How does the new 10.3.1 FSD beta profile (chill, average, assertive) interact with the previous (and still exists) AP following distance setting (setting 1 thru 7 using the right scroll wheel) and speed-based lane changes setting (mild, average, Mad Max)? Does the new FSD beta profile override those other two, apply sometimes while the other two apply other times (I can't think of when one would be used vs the other), or somehow merge/average these settings together? At least for exiting the passing lane, I can see how that setting is now only applied if FSD beta profile is either chill or average (and assertive would override whatever exit passing lane setting you have).
In any case, was thankfully able to download and install 10.3.1 before heading out yesterday for more than a total of 125 miles. Some highway, a lot of dense urban city, and even newly constructed roads and unmapped areas. A few things I've noticed since 10.2 and compared to before:
1) I got phantom braking pre-FSD beta only once in awhile. Shadows, overpasses, etc. rarely seemed to phase my radar-equipped 2018 Model 3. It did happen, but infrequent enough that my guess is maybe every couple months I'd experience it? It was worse when I first got the car, but seemed to be less frequent over time. Granted, this car has only driving in California so maybe it's "tuned" to our tree shadows and overpasses better?
Ever since 10.2 FSD beta (when my car supposedly switched to vision-only), I haven't experienced any hard phantom braking at all. I have once in awhile experienced a slight slow down. It's gentle, and if no one's behind I let it continue so I can try to understand what it's trying, but sometimes I end up overriding it with the accelerator pedal (not fully disengaging FSD beta/NoA), then letting up a few seconds later and it takes over/resumes just fine. Strange.

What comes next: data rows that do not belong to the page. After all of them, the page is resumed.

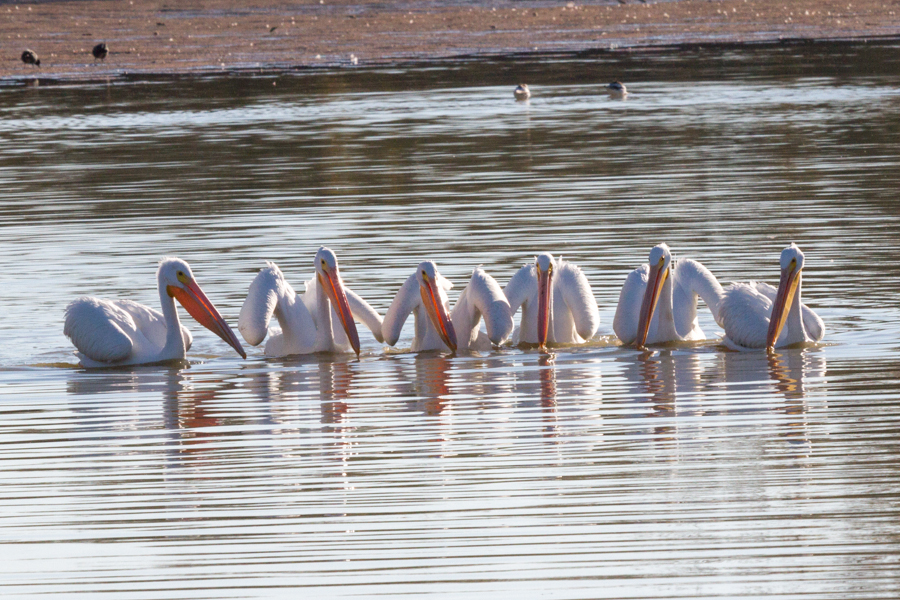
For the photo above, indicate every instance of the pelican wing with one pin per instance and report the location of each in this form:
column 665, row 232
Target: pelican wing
column 262, row 299
column 692, row 279
column 151, row 323
column 577, row 294
column 364, row 313
column 744, row 312
column 628, row 310
column 99, row 329
column 406, row 300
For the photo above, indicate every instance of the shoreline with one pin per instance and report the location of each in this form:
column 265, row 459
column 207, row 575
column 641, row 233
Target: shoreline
column 152, row 38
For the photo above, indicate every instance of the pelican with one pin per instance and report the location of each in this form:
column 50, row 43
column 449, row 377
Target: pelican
column 616, row 89
column 122, row 332
column 756, row 315
column 558, row 306
column 30, row 58
column 424, row 293
column 672, row 288
column 306, row 325
column 100, row 51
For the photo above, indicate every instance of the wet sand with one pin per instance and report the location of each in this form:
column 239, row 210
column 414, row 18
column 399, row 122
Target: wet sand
column 203, row 36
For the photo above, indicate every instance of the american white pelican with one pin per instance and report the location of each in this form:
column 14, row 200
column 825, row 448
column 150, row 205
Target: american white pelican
column 30, row 58
column 319, row 321
column 122, row 332
column 100, row 51
column 558, row 306
column 616, row 89
column 424, row 293
column 756, row 315
column 658, row 302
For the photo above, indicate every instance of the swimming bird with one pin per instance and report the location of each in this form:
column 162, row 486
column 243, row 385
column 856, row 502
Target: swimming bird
column 756, row 315
column 616, row 89
column 424, row 294
column 30, row 58
column 321, row 320
column 100, row 51
column 658, row 302
column 122, row 332
column 558, row 306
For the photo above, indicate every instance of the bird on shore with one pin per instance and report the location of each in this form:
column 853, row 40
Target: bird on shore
column 756, row 315
column 121, row 332
column 321, row 320
column 558, row 306
column 658, row 302
column 616, row 89
column 424, row 294
column 30, row 58
column 100, row 51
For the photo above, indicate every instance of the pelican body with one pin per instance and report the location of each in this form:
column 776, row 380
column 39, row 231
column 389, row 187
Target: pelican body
column 756, row 315
column 121, row 332
column 658, row 302
column 557, row 304
column 424, row 294
column 322, row 320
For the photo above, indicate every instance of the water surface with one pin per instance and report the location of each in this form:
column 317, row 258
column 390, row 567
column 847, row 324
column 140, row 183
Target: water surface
column 596, row 471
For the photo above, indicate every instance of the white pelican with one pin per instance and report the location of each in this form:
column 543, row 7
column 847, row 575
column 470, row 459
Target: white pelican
column 122, row 332
column 558, row 306
column 756, row 315
column 666, row 309
column 616, row 89
column 424, row 293
column 306, row 324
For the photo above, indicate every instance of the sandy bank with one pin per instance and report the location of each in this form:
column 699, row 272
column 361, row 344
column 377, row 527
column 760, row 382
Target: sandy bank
column 179, row 36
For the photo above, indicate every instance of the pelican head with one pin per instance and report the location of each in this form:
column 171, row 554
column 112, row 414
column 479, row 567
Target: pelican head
column 543, row 264
column 427, row 276
column 791, row 265
column 660, row 259
column 329, row 277
column 175, row 276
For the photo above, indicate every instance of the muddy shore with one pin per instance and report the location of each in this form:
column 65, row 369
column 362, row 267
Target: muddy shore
column 203, row 36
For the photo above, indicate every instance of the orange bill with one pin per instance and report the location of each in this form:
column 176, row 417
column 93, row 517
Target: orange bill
column 438, row 314
column 787, row 287
column 545, row 279
column 334, row 289
column 198, row 305
column 655, row 282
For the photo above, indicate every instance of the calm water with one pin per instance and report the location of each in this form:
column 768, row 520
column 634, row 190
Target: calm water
column 598, row 471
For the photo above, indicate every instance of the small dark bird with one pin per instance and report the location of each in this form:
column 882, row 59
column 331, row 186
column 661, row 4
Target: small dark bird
column 100, row 51
column 30, row 58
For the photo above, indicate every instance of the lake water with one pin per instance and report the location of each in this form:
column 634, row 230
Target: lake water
column 594, row 472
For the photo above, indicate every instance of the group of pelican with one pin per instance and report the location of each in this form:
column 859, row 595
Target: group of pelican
column 657, row 304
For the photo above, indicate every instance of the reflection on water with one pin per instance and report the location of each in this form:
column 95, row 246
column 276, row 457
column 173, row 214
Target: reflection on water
column 594, row 471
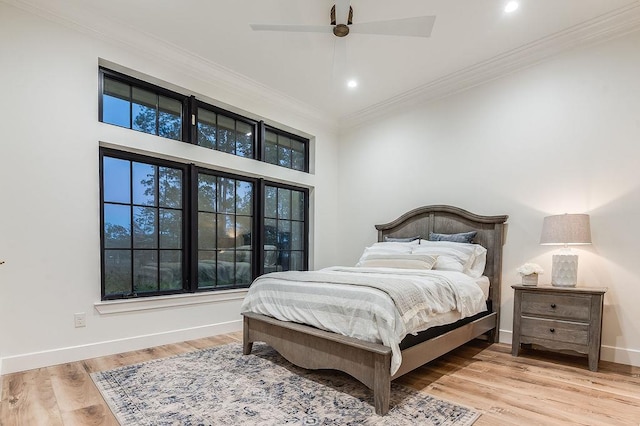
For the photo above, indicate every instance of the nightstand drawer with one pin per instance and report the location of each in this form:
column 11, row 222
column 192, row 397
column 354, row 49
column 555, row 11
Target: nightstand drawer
column 558, row 331
column 576, row 307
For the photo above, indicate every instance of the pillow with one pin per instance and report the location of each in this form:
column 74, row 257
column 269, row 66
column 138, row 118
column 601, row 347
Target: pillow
column 401, row 240
column 467, row 258
column 400, row 261
column 390, row 247
column 462, row 237
column 448, row 259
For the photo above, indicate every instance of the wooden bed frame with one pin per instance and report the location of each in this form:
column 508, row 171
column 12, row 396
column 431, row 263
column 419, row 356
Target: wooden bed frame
column 370, row 363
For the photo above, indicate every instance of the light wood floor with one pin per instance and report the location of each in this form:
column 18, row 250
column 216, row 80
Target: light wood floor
column 537, row 388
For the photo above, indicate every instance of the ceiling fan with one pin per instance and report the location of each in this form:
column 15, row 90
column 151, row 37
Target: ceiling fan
column 341, row 24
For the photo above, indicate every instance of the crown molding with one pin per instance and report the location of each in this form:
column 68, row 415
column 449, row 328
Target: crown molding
column 612, row 25
column 195, row 66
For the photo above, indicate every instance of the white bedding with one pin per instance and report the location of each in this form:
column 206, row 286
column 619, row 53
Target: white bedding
column 363, row 312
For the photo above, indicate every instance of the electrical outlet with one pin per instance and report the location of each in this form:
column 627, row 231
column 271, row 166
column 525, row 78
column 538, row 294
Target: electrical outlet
column 80, row 319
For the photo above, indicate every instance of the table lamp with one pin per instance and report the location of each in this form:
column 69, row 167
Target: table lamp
column 565, row 230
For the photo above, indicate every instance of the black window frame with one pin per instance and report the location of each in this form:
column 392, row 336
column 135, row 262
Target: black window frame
column 305, row 143
column 196, row 105
column 189, row 124
column 190, row 225
column 141, row 84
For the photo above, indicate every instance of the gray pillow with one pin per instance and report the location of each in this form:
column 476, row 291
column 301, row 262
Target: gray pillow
column 400, row 240
column 462, row 237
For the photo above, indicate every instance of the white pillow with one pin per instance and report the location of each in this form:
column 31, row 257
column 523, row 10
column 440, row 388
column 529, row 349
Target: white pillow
column 462, row 257
column 401, row 261
column 388, row 248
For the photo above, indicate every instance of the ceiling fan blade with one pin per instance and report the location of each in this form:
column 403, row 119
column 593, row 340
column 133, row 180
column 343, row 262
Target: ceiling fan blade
column 419, row 26
column 293, row 28
column 342, row 11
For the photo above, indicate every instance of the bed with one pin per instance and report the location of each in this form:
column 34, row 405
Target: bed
column 371, row 363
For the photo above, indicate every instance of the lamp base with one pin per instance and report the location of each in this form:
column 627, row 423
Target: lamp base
column 564, row 270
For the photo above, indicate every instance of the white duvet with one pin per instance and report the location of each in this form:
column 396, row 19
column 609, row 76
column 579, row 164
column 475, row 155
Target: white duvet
column 336, row 299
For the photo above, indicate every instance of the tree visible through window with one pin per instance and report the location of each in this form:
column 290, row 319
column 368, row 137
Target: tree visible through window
column 170, row 227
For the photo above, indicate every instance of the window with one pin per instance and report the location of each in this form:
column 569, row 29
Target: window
column 285, row 233
column 138, row 105
column 169, row 227
column 285, row 150
column 225, row 133
column 143, row 226
column 153, row 111
column 225, row 230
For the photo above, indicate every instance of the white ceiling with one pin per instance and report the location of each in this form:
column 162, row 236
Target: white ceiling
column 472, row 41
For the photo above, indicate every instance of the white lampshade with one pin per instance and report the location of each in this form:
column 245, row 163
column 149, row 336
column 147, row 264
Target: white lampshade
column 566, row 230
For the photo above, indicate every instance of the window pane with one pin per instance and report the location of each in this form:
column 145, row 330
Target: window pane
column 207, row 193
column 271, row 232
column 284, row 203
column 296, row 261
column 170, row 181
column 116, row 111
column 284, row 156
column 117, row 272
column 207, row 128
column 243, row 230
column 226, row 231
column 116, row 180
column 226, row 195
column 270, row 259
column 144, row 184
column 143, row 110
column 297, row 205
column 170, row 229
column 297, row 160
column 170, row 121
column 271, row 148
column 226, row 134
column 170, row 270
column 117, row 226
column 270, row 201
column 206, row 231
column 145, row 271
column 145, row 230
column 297, row 240
column 271, row 153
column 284, row 235
column 116, row 89
column 206, row 269
column 244, row 197
column 244, row 141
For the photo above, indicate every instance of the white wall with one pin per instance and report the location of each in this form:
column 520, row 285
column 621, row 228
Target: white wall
column 49, row 221
column 558, row 137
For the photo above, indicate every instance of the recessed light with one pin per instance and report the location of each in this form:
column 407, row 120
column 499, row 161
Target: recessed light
column 512, row 6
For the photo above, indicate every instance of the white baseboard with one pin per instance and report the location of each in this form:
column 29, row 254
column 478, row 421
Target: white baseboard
column 607, row 353
column 33, row 360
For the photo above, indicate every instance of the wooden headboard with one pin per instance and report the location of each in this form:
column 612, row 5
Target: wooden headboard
column 451, row 220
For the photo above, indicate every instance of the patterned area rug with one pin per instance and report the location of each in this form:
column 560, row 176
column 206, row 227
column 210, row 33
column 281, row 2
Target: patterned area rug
column 220, row 386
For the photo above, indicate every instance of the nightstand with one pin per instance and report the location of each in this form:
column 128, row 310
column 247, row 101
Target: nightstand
column 559, row 318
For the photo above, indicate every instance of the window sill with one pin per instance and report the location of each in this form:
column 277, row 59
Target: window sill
column 161, row 302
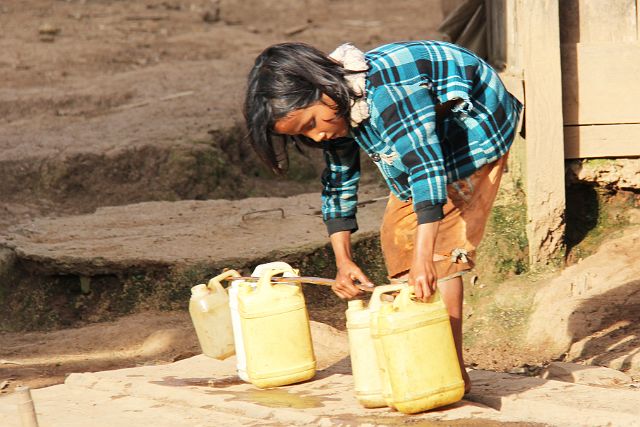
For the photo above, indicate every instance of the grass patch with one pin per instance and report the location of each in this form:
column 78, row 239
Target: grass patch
column 593, row 215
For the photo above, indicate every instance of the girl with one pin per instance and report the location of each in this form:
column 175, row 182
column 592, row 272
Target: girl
column 434, row 118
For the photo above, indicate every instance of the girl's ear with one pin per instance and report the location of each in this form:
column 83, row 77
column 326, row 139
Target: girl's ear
column 279, row 144
column 328, row 101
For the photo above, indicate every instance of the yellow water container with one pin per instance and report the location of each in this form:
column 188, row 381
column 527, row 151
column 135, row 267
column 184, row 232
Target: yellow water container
column 366, row 376
column 209, row 310
column 276, row 332
column 416, row 348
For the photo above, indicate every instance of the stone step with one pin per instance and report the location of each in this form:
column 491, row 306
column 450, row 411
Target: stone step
column 118, row 239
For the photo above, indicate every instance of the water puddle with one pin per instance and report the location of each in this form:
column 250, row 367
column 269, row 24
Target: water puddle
column 279, row 398
column 272, row 398
column 199, row 382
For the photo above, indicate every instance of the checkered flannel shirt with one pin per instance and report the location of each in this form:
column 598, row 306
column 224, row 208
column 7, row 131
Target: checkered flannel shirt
column 417, row 155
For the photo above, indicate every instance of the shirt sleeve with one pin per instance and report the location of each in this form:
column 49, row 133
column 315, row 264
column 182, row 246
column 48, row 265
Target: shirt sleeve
column 405, row 118
column 340, row 185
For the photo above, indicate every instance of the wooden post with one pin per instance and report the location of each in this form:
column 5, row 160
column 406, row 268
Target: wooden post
column 538, row 22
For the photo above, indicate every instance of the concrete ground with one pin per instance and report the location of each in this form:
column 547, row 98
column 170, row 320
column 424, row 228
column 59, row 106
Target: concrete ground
column 200, row 391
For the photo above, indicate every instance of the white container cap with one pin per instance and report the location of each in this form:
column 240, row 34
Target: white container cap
column 199, row 290
column 355, row 304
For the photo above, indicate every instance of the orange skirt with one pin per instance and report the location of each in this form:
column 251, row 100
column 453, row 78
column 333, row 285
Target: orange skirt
column 468, row 206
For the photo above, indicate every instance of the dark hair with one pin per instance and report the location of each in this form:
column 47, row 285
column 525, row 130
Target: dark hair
column 287, row 77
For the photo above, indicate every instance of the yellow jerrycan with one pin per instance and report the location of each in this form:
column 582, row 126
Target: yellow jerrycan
column 276, row 332
column 209, row 310
column 415, row 346
column 364, row 364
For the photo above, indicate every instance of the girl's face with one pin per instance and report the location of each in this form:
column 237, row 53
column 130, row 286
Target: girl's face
column 317, row 121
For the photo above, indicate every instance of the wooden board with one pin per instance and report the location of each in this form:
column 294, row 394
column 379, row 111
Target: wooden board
column 600, row 83
column 514, row 84
column 602, row 141
column 544, row 177
column 586, row 21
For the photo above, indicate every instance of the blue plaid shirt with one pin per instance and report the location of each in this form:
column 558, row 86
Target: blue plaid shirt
column 418, row 155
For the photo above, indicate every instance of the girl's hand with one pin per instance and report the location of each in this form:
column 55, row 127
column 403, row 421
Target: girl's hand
column 423, row 278
column 349, row 272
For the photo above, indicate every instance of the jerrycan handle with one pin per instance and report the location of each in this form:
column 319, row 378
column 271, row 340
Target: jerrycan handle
column 215, row 285
column 264, row 282
column 405, row 298
column 374, row 303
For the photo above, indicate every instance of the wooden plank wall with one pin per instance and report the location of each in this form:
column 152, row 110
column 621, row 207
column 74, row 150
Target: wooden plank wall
column 600, row 44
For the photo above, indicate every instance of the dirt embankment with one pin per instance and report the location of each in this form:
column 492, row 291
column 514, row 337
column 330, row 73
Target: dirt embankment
column 110, row 102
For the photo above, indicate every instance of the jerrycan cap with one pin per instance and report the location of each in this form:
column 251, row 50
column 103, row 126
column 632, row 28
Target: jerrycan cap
column 355, row 304
column 199, row 290
column 386, row 307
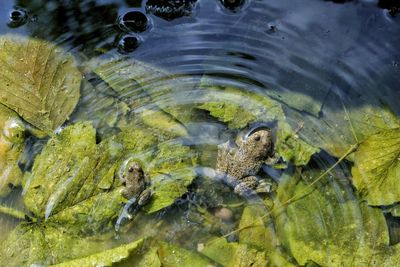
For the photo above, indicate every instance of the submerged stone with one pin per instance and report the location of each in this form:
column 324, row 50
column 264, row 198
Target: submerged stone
column 128, row 44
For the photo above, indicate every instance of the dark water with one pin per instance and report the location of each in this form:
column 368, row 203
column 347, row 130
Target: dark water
column 280, row 48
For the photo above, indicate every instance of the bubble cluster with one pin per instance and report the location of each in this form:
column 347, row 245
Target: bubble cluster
column 18, row 17
column 133, row 21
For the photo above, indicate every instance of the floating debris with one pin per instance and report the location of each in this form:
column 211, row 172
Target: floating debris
column 170, row 9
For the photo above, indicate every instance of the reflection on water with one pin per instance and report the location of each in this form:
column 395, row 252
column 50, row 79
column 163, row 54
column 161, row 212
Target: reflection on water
column 320, row 61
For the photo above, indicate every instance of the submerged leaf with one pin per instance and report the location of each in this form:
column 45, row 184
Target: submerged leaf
column 239, row 108
column 259, row 235
column 38, row 80
column 234, row 254
column 11, row 147
column 40, row 244
column 328, row 225
column 75, row 182
column 171, row 171
column 172, row 255
column 107, row 257
column 376, row 168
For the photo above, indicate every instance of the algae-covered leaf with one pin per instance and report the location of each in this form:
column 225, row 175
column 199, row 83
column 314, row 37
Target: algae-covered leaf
column 107, row 257
column 234, row 254
column 172, row 255
column 11, row 147
column 260, row 235
column 60, row 170
column 39, row 81
column 376, row 170
column 72, row 181
column 45, row 244
column 328, row 225
column 171, row 171
column 238, row 108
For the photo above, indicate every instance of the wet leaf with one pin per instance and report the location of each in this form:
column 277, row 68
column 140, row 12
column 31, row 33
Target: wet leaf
column 327, row 224
column 376, row 168
column 46, row 244
column 259, row 235
column 39, row 81
column 107, row 257
column 11, row 146
column 171, row 171
column 70, row 182
column 239, row 108
column 234, row 254
column 171, row 255
column 75, row 182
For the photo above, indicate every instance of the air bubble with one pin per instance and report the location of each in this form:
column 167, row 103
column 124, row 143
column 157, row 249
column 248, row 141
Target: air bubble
column 133, row 21
column 17, row 17
column 233, row 5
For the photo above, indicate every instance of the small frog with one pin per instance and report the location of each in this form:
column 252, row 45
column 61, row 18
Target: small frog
column 238, row 163
column 136, row 184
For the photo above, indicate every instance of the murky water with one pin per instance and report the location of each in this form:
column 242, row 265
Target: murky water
column 318, row 60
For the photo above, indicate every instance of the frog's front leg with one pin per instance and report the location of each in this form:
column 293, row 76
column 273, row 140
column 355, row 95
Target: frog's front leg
column 251, row 185
column 144, row 197
column 246, row 186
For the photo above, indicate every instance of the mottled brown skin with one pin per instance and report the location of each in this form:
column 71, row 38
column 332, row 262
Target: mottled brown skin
column 135, row 184
column 240, row 162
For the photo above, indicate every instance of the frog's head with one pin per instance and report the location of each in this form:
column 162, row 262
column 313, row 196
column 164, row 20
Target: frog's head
column 258, row 142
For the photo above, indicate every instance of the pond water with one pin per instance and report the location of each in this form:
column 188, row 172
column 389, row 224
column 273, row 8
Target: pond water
column 324, row 76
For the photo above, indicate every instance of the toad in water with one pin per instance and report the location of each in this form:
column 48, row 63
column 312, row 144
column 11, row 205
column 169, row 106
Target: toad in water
column 136, row 184
column 239, row 163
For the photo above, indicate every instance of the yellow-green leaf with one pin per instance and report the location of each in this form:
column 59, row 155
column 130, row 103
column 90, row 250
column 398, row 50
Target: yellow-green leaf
column 376, row 170
column 38, row 80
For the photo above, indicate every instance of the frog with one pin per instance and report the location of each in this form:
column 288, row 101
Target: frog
column 239, row 162
column 136, row 184
column 136, row 191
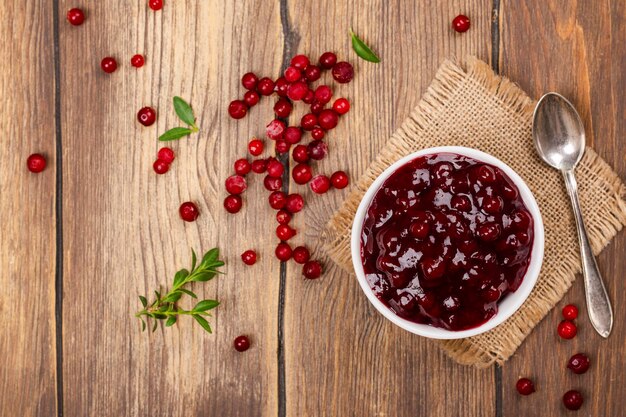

2) I drove up some VERY steep neighborhood roads that have a 4 way stop at the top. This is the only time I've experienced it stopping WAY too early. I was out of my seat trying to look over the car hood to monitor what it was going to do. It seemed to treat the stopping line way too early as well, meaning once it stopped and thought it was clear (I'm not confident it could see if I couldn't), it accelerated through the 4 way stop as if it was our turn. There was once that pedestrians were crossing in front, which the car seemed to hesitate for, but the instant I felt it accelerating even a little as if it was safe to go through, I hit the brakes to disengage because it was maybe not gonna hit them, but too close for comfort. (And I reported that as well.)
3) It does well in the rain. There was one instance of maybe a couple minutes it complained about poor weather, but the warning went away and NoA came back just fine.
4) Vision only NoA on highways seems fine. I wish 80 wasn't the limit but can understand the caution at this time.
5) It was handling most stop signs & right turns on red much better than 10.2, but there were a couple it creeped so slowly again that I ended up taking over to not spook the people waiting/behind me.
6) In an industrial warehouse area with hardly any cars but a lot of new construction (including roads closed and new roads created), I did a demo for some clients that were curious. It went very poorly.
The navigation was way off because of all the road changes, and that just messed with the FSD beta like no other. It was interesting and kind of amazing to see when FSD beta's realtime vision and path planning would override the navigation and miss a turn, forcing the navigation to reroute, but all too often it was just so confused and cautious, and sometimes decide to follow the navigation which meant barreling towards a newly placed cement curb, barrier, etc. and I'd have to override as my passengers screamed. Needless to say, all my hyping of how reliable it was most of the time and only needing few disengagements was somewhat discredited in their eyes.